We have used the Cachegrind tool along with Valgrind (Version 3.7.0) to profile our basic and improved SIMD implementations using SSE2. From those profile information, we get an idea about the L1 and LL (last level, L3 in this case) cache misses. The sum of L1 misses includes L1 instruction-fetch misses, L1 data-read misses, and L1 data-write misses. Similarly, the sum of L3 misses includes L3 instruction-fetch misses, L3 data-read misses, and L3 data-write misses. The sum of L1 cache misses and the sum of L3 cache misses for an integer with 241 digits for different M and B values are reported in Table 6 . The table clearly indicates that our cache-friendly implementation encounters about 10% less cache misses compared to the unoptimized version.
Conclusion
Sieving is used to make the relation-collection phase in modern integer-factoring algorithms faster than trial divisions. In this work, we have exploited SIMD features, commonly available in modern microprocessors, in our implementations of the sieving procedure. We have chosen the two most efficient factoring algorithms (the MPQSM and the NFSM) in our experiments. We have implemented both the line sieve and the lattice sieve. We have used SSE2 and AVX features provided by Intel's Sandy Bridge architecture. Our data-parallel implementations have achieved noticeable speedup over sequential implementations. Line sieving enjoys slightly higher speedup than lattice sieving. We have also employed some optimization techniques in our SIMD-based implementations, and these have been experimentally verified to increase the cache-friendliness of our implementations. We conclude this paper after mentioning some directions in which this research can be extended.
-Although we have been able to speed up index calculations using SIMD-based parallelization, a similar approach was not effective during data-parallel subtractions of log values. Our efforts on parallelizing the subtraction operations, as described in Figure 4 , have not produced any benefit. Here, the bottleneck is that we cannot reuse the content of the output SIMD register (used for storing array elements) in the next iteration. Consequently, packing is required in every iteration of the sieving loop. Moreover, both packing and unpacking access non-contiguous memory locations, leading to additional slowdown in the implementations. Efficient data parallelization of the subtraction operations seems to be quite challenging, since a straightforward use of SIMD intrinsics is not beneficial, as mentioned above. The main bulk in the sieving computations includes index calculations and subtractions of log values.
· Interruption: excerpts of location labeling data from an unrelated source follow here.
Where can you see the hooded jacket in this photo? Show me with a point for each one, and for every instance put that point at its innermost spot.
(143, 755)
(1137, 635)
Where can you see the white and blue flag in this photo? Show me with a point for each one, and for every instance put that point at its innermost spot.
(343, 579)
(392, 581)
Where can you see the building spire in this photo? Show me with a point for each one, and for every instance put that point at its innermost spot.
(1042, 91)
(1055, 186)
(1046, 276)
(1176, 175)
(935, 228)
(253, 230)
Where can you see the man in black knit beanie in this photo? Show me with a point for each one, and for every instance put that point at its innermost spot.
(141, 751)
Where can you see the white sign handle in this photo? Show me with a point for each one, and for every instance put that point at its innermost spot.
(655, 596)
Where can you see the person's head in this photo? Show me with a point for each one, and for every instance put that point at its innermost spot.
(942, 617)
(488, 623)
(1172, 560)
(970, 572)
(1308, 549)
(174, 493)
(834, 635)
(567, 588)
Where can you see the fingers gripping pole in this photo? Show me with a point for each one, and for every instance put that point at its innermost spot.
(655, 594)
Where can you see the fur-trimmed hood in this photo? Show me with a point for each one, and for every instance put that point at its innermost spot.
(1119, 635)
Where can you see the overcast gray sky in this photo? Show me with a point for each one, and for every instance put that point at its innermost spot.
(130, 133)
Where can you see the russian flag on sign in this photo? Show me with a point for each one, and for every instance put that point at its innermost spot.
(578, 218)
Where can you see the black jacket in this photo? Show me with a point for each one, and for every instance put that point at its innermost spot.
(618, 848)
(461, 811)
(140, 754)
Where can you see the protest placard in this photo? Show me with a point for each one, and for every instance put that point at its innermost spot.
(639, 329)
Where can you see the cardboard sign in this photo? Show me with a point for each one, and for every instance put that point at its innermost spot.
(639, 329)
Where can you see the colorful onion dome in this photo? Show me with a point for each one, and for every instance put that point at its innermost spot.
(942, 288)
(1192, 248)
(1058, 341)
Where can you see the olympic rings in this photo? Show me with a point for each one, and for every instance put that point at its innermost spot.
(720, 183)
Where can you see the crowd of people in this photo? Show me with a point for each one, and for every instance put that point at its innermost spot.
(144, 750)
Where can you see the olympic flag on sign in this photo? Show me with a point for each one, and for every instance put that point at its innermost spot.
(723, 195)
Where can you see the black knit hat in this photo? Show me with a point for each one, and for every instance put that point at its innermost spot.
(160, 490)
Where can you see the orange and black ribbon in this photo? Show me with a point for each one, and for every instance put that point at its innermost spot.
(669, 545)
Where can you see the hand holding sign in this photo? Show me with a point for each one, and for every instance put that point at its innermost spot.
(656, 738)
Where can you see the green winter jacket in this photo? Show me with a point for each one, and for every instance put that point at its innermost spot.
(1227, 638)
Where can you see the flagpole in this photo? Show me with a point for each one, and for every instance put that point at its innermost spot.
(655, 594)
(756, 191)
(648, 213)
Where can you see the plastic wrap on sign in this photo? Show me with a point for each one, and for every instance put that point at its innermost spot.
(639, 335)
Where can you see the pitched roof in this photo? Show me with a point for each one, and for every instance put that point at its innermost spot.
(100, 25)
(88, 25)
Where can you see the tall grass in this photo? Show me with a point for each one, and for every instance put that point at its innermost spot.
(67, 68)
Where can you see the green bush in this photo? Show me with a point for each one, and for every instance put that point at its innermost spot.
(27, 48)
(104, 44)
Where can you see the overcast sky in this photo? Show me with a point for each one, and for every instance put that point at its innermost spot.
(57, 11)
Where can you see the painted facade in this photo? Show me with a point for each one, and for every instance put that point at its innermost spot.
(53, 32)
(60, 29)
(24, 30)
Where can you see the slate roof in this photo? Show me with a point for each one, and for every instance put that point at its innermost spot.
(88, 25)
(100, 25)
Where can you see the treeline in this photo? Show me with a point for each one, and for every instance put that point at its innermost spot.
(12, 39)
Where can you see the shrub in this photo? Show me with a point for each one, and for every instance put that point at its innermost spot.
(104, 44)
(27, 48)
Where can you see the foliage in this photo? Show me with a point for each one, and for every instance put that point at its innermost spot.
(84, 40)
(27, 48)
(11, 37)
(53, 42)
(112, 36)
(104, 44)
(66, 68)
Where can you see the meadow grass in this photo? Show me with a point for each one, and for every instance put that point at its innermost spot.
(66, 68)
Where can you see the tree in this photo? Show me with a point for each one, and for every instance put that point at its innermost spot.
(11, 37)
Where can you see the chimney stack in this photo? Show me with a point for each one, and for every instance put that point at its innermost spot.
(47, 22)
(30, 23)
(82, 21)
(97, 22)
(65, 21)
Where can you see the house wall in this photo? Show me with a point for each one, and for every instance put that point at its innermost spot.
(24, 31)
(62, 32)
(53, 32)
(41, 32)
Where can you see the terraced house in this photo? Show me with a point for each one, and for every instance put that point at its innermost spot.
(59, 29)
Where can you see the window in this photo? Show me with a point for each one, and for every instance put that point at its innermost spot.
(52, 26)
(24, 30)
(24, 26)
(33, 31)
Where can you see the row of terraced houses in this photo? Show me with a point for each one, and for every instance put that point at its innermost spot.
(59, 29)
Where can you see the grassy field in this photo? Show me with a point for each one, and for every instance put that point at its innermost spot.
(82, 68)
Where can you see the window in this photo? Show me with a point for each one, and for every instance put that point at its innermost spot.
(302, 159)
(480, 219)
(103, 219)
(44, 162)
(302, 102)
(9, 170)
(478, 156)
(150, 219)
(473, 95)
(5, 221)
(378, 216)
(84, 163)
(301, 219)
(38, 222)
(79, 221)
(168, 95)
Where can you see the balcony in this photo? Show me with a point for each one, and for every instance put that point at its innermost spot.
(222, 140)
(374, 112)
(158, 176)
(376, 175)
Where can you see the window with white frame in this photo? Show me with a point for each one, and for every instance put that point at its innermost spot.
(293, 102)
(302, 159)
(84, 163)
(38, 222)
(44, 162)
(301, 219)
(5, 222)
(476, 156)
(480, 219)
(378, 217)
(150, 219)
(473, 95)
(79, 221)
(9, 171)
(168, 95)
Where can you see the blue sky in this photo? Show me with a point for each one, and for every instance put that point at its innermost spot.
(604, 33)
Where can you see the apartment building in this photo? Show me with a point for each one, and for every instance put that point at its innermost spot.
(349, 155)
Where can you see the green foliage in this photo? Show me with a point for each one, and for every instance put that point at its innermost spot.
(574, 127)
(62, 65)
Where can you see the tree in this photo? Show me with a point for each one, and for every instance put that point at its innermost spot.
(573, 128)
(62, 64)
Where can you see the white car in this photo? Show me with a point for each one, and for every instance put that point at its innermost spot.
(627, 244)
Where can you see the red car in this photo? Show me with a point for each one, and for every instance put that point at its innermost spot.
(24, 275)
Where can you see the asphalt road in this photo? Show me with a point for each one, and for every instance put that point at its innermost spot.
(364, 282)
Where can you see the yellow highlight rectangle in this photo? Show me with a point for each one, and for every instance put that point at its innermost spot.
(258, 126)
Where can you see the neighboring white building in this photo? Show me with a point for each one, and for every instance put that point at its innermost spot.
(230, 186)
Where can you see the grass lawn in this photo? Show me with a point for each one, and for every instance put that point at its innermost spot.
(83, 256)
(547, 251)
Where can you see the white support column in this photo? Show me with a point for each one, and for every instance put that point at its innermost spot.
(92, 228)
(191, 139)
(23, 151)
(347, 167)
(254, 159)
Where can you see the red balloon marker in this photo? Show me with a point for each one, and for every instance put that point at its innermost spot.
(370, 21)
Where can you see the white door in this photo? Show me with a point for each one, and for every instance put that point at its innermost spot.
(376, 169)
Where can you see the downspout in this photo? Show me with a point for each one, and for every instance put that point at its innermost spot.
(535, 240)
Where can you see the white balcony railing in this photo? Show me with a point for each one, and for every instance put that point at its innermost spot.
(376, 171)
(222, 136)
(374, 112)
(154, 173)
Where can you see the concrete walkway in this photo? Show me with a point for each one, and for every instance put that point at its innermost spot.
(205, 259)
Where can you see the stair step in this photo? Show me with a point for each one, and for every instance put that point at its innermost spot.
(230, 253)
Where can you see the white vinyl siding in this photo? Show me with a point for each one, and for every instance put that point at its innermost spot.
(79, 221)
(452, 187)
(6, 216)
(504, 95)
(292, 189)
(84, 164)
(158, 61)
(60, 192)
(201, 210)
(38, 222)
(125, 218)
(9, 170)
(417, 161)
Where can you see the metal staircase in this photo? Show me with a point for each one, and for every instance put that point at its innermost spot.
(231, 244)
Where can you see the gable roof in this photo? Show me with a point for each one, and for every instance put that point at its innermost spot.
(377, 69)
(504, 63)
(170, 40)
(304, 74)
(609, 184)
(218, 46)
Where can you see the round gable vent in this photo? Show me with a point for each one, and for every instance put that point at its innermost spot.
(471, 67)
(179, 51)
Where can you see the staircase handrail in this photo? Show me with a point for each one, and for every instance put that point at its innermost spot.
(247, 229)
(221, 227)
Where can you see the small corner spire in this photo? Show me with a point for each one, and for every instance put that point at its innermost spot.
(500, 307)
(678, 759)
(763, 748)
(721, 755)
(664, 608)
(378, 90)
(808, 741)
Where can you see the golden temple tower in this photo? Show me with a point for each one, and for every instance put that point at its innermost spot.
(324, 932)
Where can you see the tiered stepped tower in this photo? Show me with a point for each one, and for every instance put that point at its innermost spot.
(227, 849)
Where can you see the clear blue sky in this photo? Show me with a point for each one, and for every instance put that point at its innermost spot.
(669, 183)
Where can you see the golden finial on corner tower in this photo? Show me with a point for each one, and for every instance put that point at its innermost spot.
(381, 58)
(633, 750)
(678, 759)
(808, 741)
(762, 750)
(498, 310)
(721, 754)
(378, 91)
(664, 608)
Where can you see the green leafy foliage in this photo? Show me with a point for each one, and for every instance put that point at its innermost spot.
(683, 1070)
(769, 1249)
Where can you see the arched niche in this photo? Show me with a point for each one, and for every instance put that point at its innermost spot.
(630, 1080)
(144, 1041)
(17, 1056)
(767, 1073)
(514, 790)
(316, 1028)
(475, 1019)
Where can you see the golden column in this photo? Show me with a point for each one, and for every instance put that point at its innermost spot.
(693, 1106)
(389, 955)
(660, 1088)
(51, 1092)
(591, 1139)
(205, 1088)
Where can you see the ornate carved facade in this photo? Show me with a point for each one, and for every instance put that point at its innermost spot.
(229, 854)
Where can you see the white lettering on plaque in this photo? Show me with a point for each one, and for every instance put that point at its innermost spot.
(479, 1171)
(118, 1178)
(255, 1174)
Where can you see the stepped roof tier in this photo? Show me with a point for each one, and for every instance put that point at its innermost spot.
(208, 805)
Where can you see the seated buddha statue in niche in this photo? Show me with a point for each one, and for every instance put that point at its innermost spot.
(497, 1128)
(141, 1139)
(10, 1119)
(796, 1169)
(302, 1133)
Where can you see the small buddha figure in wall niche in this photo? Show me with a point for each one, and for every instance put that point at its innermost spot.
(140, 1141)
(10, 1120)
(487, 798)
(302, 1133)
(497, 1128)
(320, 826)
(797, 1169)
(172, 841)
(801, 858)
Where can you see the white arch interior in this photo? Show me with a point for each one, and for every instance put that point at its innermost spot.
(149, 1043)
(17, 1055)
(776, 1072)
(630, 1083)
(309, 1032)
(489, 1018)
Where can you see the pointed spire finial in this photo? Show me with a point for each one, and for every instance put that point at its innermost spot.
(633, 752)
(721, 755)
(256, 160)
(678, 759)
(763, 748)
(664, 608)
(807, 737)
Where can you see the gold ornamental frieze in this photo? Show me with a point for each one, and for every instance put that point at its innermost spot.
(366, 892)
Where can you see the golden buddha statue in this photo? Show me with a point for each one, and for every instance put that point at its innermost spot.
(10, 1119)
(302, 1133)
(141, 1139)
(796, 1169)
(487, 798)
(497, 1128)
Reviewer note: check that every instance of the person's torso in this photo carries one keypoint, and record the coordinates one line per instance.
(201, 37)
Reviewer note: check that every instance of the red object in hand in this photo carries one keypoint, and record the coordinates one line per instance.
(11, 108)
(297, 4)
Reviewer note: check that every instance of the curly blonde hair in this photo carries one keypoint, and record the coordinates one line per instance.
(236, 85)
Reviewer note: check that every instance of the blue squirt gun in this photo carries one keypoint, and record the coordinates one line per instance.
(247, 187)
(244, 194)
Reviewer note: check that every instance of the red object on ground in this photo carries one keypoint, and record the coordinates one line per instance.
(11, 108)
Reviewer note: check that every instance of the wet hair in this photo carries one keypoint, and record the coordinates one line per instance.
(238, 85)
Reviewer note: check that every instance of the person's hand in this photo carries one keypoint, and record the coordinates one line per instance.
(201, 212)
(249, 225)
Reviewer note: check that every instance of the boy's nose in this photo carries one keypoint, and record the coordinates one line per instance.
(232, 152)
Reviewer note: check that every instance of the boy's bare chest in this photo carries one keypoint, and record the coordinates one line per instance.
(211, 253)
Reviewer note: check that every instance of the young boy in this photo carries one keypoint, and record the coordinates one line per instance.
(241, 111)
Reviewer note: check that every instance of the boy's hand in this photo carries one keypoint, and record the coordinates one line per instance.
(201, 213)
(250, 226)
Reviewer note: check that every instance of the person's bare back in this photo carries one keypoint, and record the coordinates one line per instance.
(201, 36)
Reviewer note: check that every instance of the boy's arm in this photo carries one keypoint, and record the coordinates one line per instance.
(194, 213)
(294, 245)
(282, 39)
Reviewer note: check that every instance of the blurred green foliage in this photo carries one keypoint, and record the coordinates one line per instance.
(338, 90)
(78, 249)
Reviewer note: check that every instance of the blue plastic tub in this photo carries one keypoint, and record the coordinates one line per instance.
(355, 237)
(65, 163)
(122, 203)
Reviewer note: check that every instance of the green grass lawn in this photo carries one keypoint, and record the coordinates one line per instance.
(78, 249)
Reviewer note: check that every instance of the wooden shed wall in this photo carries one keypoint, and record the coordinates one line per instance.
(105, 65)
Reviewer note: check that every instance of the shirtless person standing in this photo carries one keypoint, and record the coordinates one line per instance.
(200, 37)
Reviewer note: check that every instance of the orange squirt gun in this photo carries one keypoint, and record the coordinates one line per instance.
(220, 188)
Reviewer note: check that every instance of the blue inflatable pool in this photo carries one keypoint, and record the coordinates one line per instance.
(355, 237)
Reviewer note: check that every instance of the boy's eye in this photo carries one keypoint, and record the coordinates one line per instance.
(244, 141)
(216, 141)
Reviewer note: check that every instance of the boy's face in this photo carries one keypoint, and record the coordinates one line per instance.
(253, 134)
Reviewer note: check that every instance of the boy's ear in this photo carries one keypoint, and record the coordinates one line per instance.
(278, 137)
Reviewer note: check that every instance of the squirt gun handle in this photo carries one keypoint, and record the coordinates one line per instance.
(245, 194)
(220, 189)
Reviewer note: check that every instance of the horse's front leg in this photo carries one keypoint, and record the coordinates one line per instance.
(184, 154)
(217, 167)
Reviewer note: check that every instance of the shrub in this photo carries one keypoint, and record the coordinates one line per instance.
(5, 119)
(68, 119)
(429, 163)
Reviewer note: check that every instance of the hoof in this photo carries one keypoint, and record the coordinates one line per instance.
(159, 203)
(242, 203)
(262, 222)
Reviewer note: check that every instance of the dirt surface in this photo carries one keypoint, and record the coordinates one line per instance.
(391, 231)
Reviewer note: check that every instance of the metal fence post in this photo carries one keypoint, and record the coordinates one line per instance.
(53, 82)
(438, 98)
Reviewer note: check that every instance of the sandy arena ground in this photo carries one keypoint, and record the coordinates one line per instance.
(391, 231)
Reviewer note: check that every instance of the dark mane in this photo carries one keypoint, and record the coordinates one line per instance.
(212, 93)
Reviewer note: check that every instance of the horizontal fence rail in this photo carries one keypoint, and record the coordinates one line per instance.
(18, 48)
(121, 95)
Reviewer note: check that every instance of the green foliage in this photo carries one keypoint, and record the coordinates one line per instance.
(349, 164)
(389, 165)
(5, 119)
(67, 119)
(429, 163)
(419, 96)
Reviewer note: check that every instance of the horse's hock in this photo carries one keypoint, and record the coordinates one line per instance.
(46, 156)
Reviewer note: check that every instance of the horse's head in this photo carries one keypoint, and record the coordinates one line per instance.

It requires non-trivial experimental investigations to settle whether subtractions can at all be effectively handled by SIMD intrinsics.
-Our implementations using 256-bit SIMD registers can be easily ported to Intel's recently released Haswell architecture, where 256-bit vector integer instructions are available. Using this AVX2 instruction set helps us to avoid frequent conversions between floating-point numbers and integers. This has the potential to increase the performance gains significantly. - Table 1 for sieving in the MPQSM shows that the speedup is somewhat small when both M and B are large. Improving the performance of our SIMD-based implementations for large values of M and B deserves further attention. -For the lattice sieve method, Pollard [10] proposes two different variants: sieving by rows and sieving by vectors. In our work, we have dealt with the first variant only. It is an interesting experimental investigation to determine how SIMD features can benefit sieving by vectors. -Our implementations of the MPQSM and NFSM sieves are not readily portable to polynomial sieves used in the computation of discrete logarithms over finite fields of small characteristics (for example, see [28, 29] ). Fresh experimentation is needed to investigate the effects of SIMD parallelization on polynomial sieves. Data-parallel implementations of the pinpointing algorithm of Joux [30] also merits attention.